Ensuite, j’ai dû chercher un autre travail car tout le monde devait en avoir un. C’étaient les ordres… Celui qui n’en n’avait pas pouvait être pris…. Finalement, j’ai trouvé un poste dans un hôpital pour enfants paraplégiques et je suis resté là-bas jusqu’en 1974, date à laquelle j’ai quitté le pays. Mon frère fait partie des quatre disparus que réclame la France à Pinochet… Au Chili, on compte en tout plus de trois mille disparus mais parmi eux, quatre ont, comme moi, la double nationalité franco-chilienne. C’est le cas de mon frère et de trois autres personnes. Nous avons donc pris un avocat et entamé une procédure contre Pinochet. La France va le juger pour la disparition de ces quatre franco-chiliens…

Avant 73, nous avions au Chili un président élu démocratiquement, Salvador Allende, mais il a été assassiné par les militaires qui ont pris le pouvoir par les armes. Pinochet a ensuite installé sa dictature, un système dans lequel toute personne qui pense différemment de lui est emprisonné… Dans une dictature l’être humain n’a pas de valeur aux yeux des dictateurs : on torture, on fait disparaître les gens. Nous nous sentions fragiles. Nous avions la peur au ventre. Dans ce système dictatorial les réunions de plus de trois personnes sont interdites. On isole les gens, puisqu’il n’y a plus d’information. Il y a délation. Les militaires arrivent chez les civils ou dans les hôpitaux, pour perquisitionner en arrêtant les personnes suspectes à leurs yeux.
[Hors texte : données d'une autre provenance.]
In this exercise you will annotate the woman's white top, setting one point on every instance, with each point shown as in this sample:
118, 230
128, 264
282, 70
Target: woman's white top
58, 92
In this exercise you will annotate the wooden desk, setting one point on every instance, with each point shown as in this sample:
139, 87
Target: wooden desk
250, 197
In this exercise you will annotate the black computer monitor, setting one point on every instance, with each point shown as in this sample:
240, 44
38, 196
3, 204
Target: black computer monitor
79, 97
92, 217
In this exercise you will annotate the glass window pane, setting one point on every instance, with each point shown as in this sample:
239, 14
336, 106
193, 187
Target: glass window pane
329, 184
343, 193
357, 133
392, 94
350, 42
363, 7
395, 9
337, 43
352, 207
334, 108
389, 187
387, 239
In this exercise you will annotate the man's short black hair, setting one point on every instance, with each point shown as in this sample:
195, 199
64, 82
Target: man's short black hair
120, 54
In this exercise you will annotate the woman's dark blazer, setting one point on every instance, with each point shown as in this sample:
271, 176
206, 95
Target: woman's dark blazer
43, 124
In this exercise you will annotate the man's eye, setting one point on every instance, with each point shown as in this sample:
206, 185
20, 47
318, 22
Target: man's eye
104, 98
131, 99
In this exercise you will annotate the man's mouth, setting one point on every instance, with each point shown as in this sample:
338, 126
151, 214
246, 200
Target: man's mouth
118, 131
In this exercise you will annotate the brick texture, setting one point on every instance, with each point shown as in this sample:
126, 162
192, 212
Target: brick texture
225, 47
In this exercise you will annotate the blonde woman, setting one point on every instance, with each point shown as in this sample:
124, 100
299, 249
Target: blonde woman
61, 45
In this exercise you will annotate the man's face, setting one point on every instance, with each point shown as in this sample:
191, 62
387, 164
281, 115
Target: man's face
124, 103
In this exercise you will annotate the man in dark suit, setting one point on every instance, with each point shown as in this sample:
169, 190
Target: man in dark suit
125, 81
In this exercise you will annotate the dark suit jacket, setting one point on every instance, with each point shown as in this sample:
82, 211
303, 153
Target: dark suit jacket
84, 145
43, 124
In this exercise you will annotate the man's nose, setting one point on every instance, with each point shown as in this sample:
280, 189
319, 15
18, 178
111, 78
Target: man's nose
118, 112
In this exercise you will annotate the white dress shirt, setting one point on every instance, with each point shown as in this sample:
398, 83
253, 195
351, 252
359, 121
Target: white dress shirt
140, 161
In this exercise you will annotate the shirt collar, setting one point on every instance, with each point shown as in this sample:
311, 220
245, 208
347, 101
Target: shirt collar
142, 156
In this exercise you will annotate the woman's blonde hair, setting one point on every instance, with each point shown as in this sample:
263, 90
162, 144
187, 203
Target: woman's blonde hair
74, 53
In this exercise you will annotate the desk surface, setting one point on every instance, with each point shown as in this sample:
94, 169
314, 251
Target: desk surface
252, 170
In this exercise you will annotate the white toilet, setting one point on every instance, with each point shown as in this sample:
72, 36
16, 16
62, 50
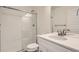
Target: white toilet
32, 47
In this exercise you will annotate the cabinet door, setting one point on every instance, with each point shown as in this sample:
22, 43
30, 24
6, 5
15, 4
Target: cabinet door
51, 47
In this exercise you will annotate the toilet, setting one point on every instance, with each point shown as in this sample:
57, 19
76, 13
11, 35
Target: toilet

Nous n’avions plus de loi ou appareil judiciaire pour nous défendre.

Voilà en gros ce que je voulais ajouter puisqu’il faut que tout le monde s’aperçoive de la chance que nous avons de vivre ici en DEMOCRATIE, d’où l’importance de maintenir la possibilité d’exprimer nos idées même et surtout si elles sont différentes.
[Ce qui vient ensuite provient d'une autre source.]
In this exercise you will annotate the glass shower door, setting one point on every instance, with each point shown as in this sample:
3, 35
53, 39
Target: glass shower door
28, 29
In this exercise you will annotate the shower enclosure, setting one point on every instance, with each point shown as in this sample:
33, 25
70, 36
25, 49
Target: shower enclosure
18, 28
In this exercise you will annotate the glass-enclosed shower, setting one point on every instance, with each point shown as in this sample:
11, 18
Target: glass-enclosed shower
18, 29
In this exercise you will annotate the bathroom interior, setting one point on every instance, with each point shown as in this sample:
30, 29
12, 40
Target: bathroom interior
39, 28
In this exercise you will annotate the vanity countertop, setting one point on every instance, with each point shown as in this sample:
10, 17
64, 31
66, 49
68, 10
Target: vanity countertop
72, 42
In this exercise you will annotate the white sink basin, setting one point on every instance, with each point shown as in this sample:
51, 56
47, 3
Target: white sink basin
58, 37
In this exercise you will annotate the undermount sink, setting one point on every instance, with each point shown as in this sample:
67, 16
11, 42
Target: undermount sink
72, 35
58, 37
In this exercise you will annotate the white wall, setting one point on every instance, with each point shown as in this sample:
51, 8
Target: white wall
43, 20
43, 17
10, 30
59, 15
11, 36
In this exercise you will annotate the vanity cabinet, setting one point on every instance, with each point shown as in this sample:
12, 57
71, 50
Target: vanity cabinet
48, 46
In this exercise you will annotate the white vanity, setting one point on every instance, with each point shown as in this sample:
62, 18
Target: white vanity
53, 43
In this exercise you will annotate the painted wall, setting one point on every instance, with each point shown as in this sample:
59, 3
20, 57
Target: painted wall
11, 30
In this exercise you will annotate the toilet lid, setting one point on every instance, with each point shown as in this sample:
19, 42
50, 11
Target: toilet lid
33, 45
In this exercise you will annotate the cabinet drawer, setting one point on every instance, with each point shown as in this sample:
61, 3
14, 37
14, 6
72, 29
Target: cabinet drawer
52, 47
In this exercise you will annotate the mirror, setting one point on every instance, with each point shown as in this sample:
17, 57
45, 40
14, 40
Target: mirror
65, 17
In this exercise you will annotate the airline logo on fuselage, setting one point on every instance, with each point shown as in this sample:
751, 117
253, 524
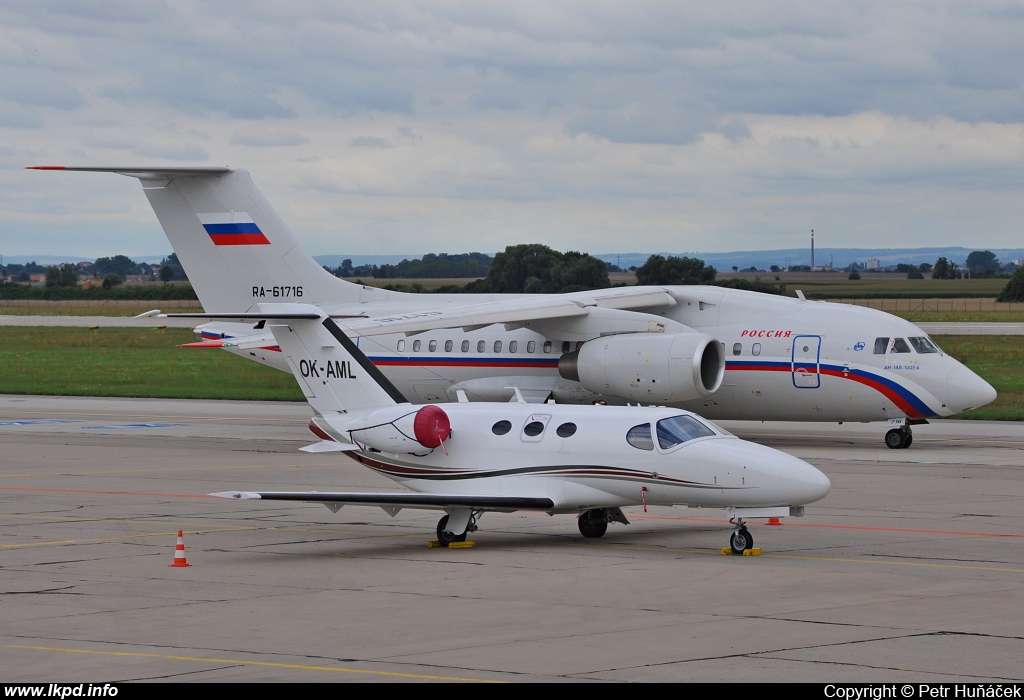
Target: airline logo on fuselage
766, 334
232, 228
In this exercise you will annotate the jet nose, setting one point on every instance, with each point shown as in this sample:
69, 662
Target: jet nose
965, 390
804, 483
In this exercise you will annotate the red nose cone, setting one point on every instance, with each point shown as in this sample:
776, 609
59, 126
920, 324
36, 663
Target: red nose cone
431, 426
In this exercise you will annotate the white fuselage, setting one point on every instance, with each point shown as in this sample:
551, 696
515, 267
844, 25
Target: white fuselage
786, 359
591, 456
C’était vraiment une époque très dure… En Juillet 74, mon frère a été arrêté en pleine nuit par des hommes habillés en civil, appartenant à la police secrète… Il avait vingt-quatre ans à l’époque et il était papa d’une petite fille… C’était un étudiant d’extrême gauche qui participait beaucoup à la politique, qui parlait beaucoup en public, qui apparaissait à la radio, à la télé, etc. Il était contre Pinochet. On ne sait pas où il a été emmené… Comme la police est venue aussi chez moi, je n’est pas pu rester là-bas. Je suis me donc réfugiée avec mon fils chez tous les amis qui pouvaient nous loger, le temps que je trouve le moyen de quitter le Chili…
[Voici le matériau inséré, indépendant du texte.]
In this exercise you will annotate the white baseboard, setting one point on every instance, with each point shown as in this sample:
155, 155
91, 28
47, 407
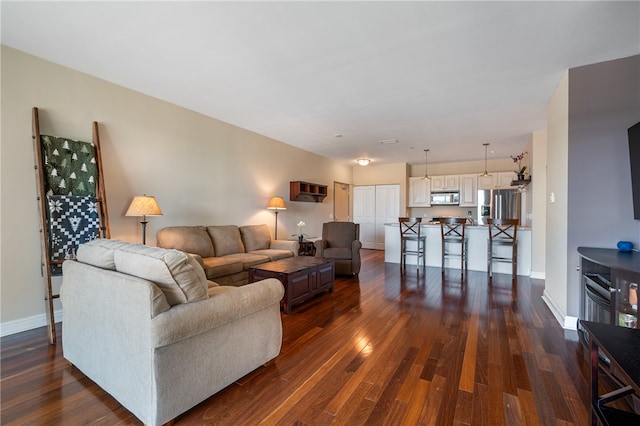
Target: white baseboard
29, 323
567, 322
537, 275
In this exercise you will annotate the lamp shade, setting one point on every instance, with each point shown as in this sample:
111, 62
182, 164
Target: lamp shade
276, 203
144, 205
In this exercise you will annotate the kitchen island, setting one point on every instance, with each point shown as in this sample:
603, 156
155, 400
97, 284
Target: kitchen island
477, 249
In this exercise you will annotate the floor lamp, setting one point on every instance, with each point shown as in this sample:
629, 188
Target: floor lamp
144, 205
277, 204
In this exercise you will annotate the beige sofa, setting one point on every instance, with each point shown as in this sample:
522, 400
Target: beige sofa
146, 326
227, 252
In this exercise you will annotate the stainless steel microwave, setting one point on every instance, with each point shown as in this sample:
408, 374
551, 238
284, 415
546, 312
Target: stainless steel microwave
445, 198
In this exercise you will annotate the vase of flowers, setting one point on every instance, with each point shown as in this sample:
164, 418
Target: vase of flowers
300, 234
518, 161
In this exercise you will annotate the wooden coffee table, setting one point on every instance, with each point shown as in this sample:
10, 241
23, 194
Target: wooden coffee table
303, 277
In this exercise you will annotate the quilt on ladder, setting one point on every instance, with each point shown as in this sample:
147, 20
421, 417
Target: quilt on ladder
73, 220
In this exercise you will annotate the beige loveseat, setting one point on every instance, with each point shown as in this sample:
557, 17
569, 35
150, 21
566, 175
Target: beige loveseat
146, 326
227, 252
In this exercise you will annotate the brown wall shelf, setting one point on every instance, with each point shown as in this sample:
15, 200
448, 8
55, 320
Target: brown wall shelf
306, 191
Heureusement, j’avais la chance d’avoir des ancêtres français par mon père. Mon nom de famille était Chantereau. Mais pour moi, avant le coup d’Etat, la France ne représentait rien du tout ! C’était un pays sûrement très joli, très beau, mais je ne pensais pas y vivre un jour ! Je n’imaginais pas du tout quitter le Chili. C’est l’ambassade de France qui s’est arrangée pour nous faire sortir du pays, moi et mon fils… Elle nous a délivré un visa… L’ambassade d’Italie et d’Allemagne ont aussi beaucoup contribué à faire sortir des Chiliens. Par contre, l’ambassade chinoise à fermé ses portes…

Arrivée en France et conditions d’accueil à Sarcelles

Nous sommes arrivés directement à Sarcelles, au centre de rapatriés. Mon mari nous a rejoints un mois et demi plus tard. Ce qui m’a tout de suite frappée, c’est que j’ai trouvé la ville très jolie…. Les Flanades venaient d’être terminées et tout était très beau, très propre. Au-dessous, là où se trouve maintenant le parking, il y avait un bowling vachement joli, tout en bois ! Il y avait également plein de magasins super luxe ! Mais par la suite, les Flanades ont subi beaucoup de transformations. Ils ont détruit tous les magasins et le bowling pour construire des parkings…

Les premiers temps (trois mois), nous avons vécu au centre de rapatriés, situé place Charcot. Là-bas, nous étions une vingtaine de Chiliens en tout. Je ne parlais pas français à ce moment-là. D’ailleurs, c’était très dur pour moi… J’essayais que les gens me comprennent, qu’ils ne me fassent pas répéter vingt mille fois la même chose, mais j’avais beaucoup de mal…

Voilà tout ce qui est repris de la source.